村中プロジェクトリーダーの思惑
村中プロジェクトリーダーの思惑が外れてしまい、新たな一手を考えなくてはいけなくなった・・
※次話は明日7:00に更新予定です!
「やってくれるな・・・。」
私は朝のニュース番組の動画を入手して、
出社してきた村中プロジェクトリーダーに慌ててみせた。
「事前にお話は?」
「ないに決まってるじゃん!!
あったら、こっちを俺が対応してるよー!
全国版と地方版じゃあ、全国版の方が上だからね~。」
「失礼しました。」
「・・・はぁ~・・・ここまでやるとはね・・・。」
「それだけ・・・必死ということですか?」
「そうだろうね。金沢取締役の命綱はあとはこの有機ELプロジェクトだろう?
金にもならないから、他の取締役何かは手を出してこないけど、
あの人にとってもこれでもプロジェクトだし、
何より世界一の技術の名誉がついてくるからね~。」
「ですが、その世界一もまだとれるかどうかは・・・。」
「確定的でしょうー。
現時点で照明事業部が27lm/Wで世界一なんだよ?
それに2倍のレンズを取り付けたら54lm/Wで世界一は決定!」
「ですが、レンズというか光取り出し技術は中央研究所で開発されているということですよね?」
「まあね、実用化を考えると半径3cmの半球型レンズ何て使えないからな~。
有機ELの売りの1つが薄さなのに、有機EL自体は数ミリです!ですが、
レンズをつけるので3cmです!
・・・何ってバカなことはないだろう?
そこで中央研究所はシート状でその効果が出せないかの研究をしているんだよ。
まあ、中央研究所が目をつけたというか、他の会社の流れもそっちに行っているので
それに便乗して研究を始めたってところだろうな~。」
「後発組なんですね?」
「そうだよー。

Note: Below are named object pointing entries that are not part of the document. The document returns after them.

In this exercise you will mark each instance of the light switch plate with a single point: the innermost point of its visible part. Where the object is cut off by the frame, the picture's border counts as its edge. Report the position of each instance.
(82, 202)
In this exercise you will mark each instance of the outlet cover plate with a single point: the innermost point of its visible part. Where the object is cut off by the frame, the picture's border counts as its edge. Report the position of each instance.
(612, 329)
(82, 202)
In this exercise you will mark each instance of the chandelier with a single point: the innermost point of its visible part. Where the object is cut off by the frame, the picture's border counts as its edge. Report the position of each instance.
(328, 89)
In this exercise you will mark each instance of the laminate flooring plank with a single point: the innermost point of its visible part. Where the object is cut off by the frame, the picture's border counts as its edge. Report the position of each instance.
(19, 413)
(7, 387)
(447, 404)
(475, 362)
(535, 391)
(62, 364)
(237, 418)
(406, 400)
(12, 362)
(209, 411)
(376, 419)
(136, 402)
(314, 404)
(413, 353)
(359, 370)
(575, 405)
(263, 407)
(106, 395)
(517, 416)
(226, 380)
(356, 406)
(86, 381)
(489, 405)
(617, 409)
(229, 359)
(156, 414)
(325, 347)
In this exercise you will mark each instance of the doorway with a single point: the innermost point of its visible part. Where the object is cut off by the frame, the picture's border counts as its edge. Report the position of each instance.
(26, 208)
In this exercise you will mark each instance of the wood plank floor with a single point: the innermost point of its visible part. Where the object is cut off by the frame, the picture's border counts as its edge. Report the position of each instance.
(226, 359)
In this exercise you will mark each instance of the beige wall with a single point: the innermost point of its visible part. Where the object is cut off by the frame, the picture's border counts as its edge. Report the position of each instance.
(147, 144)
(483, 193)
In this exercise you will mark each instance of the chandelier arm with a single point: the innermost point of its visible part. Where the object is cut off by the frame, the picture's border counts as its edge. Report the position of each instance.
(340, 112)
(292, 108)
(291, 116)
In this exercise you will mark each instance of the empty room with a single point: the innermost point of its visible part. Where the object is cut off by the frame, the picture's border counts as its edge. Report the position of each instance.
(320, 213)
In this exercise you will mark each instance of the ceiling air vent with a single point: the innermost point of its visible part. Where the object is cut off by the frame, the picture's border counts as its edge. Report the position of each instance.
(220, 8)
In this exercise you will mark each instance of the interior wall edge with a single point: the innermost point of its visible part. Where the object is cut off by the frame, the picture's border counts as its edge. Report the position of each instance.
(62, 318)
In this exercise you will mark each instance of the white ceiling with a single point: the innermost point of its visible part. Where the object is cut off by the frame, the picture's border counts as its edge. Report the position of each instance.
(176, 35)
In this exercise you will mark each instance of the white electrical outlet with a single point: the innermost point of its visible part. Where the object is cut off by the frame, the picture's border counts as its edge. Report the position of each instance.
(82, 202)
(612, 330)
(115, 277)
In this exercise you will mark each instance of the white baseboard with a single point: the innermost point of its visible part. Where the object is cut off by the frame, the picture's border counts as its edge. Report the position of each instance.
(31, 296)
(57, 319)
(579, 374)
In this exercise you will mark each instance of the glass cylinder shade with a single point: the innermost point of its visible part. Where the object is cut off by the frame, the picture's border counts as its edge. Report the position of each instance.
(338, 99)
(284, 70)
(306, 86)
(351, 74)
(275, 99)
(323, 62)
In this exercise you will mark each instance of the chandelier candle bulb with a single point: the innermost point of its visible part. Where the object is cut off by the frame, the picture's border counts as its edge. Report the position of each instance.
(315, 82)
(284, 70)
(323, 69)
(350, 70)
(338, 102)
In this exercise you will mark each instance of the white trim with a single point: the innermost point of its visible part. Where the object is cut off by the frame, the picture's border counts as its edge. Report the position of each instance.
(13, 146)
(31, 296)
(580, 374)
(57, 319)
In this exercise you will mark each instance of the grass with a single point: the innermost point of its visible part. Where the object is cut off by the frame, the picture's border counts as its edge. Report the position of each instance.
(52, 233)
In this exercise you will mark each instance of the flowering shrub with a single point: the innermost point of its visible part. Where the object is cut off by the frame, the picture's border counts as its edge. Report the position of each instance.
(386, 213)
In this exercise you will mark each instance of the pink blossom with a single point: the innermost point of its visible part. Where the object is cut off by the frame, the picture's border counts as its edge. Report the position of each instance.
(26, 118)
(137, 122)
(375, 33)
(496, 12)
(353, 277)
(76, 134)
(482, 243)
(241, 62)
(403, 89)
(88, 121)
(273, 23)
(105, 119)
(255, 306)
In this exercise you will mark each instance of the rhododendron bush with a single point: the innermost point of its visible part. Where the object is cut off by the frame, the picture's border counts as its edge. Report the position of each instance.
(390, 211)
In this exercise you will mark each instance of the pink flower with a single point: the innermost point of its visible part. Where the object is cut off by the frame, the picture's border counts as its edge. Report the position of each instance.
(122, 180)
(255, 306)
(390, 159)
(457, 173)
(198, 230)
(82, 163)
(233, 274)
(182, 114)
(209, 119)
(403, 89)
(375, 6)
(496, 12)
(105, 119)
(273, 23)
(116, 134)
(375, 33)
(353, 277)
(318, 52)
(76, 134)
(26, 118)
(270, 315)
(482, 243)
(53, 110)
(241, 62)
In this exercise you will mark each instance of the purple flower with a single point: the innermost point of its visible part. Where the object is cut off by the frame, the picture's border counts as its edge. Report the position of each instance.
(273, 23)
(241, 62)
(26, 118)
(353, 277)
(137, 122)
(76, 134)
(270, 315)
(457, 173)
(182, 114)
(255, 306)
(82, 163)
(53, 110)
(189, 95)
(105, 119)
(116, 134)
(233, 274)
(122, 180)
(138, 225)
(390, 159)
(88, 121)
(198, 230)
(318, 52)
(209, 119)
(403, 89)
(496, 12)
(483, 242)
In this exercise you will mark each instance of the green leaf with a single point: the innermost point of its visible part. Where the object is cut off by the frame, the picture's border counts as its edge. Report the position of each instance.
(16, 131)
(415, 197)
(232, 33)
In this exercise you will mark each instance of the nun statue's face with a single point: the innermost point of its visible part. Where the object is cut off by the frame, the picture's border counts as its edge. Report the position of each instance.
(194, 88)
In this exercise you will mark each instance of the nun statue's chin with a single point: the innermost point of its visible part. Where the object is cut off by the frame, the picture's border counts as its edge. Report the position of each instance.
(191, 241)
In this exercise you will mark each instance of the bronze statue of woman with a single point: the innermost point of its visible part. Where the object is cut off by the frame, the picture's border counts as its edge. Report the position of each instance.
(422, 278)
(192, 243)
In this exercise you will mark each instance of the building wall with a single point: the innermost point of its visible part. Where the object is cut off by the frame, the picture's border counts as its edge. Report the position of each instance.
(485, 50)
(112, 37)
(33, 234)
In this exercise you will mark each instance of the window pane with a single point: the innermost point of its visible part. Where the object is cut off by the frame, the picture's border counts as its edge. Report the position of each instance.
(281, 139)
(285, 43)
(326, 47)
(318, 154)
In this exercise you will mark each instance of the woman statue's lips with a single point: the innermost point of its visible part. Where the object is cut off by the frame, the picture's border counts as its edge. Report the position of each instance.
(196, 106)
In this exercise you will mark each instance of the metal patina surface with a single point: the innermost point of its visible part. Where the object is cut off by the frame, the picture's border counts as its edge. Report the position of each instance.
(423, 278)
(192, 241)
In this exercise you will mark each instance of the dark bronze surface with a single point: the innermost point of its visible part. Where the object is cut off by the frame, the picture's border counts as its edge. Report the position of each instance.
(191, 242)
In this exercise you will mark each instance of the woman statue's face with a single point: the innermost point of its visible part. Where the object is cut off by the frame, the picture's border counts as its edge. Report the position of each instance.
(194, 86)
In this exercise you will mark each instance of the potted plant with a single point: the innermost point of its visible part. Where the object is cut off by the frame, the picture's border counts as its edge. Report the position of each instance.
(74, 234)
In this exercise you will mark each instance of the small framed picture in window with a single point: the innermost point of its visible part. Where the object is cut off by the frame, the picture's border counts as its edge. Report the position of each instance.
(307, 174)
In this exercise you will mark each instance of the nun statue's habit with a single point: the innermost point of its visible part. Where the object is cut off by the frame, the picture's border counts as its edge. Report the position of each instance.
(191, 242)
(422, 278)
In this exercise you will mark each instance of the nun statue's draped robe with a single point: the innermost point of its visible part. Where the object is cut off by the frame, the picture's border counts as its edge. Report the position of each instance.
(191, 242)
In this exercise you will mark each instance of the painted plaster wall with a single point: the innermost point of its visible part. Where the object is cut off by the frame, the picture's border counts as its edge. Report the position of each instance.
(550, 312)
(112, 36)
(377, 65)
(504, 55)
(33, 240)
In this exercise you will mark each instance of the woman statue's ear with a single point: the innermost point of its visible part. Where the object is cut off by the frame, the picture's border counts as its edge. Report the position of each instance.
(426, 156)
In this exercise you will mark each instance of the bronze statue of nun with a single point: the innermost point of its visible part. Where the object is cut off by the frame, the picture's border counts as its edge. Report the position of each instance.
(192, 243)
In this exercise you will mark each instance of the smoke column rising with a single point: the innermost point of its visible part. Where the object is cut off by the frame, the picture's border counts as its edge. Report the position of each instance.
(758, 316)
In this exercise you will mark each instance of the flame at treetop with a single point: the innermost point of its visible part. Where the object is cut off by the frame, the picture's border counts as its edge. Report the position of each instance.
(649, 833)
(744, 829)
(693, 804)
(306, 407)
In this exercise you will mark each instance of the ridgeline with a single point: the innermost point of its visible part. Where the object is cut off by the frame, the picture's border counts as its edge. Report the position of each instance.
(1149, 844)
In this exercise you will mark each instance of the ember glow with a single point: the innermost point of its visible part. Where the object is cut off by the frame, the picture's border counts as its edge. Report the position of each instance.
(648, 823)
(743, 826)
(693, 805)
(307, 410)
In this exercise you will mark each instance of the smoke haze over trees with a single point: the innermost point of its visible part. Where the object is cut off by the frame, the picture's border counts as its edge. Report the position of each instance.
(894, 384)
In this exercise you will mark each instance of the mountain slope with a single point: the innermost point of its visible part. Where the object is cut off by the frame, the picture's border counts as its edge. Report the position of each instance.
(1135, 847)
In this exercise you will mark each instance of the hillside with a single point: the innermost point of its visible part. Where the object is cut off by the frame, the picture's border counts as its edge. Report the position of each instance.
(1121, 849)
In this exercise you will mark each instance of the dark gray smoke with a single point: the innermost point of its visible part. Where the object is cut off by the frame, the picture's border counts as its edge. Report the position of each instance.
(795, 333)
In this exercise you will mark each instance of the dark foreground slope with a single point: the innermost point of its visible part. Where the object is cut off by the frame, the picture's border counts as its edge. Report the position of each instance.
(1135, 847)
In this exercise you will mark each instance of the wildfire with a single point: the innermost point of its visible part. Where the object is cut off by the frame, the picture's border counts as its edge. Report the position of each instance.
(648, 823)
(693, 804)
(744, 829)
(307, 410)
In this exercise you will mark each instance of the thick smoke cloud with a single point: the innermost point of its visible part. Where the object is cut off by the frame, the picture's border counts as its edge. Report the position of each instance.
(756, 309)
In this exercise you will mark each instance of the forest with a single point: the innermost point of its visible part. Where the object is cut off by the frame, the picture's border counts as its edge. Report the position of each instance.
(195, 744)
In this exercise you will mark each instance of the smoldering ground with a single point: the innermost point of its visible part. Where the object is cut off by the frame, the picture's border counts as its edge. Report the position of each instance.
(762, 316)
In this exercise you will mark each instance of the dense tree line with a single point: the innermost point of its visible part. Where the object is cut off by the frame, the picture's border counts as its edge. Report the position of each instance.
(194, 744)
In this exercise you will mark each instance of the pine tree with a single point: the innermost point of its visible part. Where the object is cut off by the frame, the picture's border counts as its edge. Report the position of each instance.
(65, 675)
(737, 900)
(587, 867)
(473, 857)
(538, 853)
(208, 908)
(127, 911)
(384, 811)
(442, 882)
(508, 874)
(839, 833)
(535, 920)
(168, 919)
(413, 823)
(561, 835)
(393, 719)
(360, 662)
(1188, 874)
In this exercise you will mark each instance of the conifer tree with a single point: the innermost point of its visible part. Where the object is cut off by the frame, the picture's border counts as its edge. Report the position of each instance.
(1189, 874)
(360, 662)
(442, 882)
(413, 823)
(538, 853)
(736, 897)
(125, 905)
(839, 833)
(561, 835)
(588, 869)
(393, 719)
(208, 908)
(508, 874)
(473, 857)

後発も後発だよ。
だって、今だにそのシートを作ったこともないってのが実情なのに、
今からシートを作るんだぜ?」
「・・・出来るんですかね?」
「まあ、何とかすんじゃないの?
元々今回参加している部隊以外にも液晶用の拡散フィルムとか、
偏光板とかやっている部隊は中央研究所にはいるんだから、
シートを作るってこと自体は経験がゼロではないはずだからね。」
「なるほど・・・。」
「まあ、それはいいんだけど・・・。
俺もちょっと考えないといけなくなってきたな・・・。」
「何をですか?」
「社長の意向を踏まえるってことをね。」
「・・・意向ですか?」
「ああ、そもそも中央研究所がしゃしゃりでてくることは元々分かっていた。
そして照明事業部とぶつかり合うだろうな~ってこともね。」
「そうなんですか!?」
「そりゃ~そうだろう。
内容的には照明事業部だけでもいいって内容だ。
だけど、俺はあえて中央研究所を含めたんだよ。
まあ、事業部の横断も意向に入っていたってのもあるけど、
そんなの形だけで終わらせることもできたけど、
あえて、中央研究所もいれたんだ。
そこで中央研究所と照明事業部の二つが競い合ってくれれば、
良い物が出てくると踏んでね。
それだけじゃなくて、社内的にも2部門が争っている形ってのは
説明するにも望ましい形なんだよね。」
「・・・すいません、わからないです。」
「1部門だけでやると本当にそれだけ?他にも何かあったんじゃない?と
つけ入る隙を作ってしまうんだよ。
それが2部門で切磋して、やった結果であれば、2部門でやりあったのなら
それ以上の手はないだろうなって言うことになるんだよ。
これで社内の口うるさい連中がしゃしゃりでることを抑えられるんだよねー。」
ここまで一気に話したせいなのか、
急に私が用意していたお茶を飲み、一呼吸おいてから、
「このプロジェクトは俺がプロジェクトリーダーで終わらせないといけない。
最悪の手でも照明事業部が主導権を握ることだと思って行けど、
それよりも最悪な手が出てくるとはね・・・。」
「・・・金沢取締役ですか?」
「そー。あの人が出てくるとはね・・・。
社長の意向はあの人の降任を決めてるんだ。
成果のない取締役は降任って形にしたかったのに・・・
もし、このまま中央研究所が主導を取ると
望まれない名誉が金沢取締役の手に入ってしまうからね・・・
ハッキリ言ってそれだけは許されない。
・・・こちらも動く必要があるな・・・。」
そう言って目を閉じて考えことを始めたようなので
私は村中プロジェクトリーダーに私は声をかけることなく部屋を退室した。
気づいた点は追加・修正していきます。
拙い文章で申し訳ないです。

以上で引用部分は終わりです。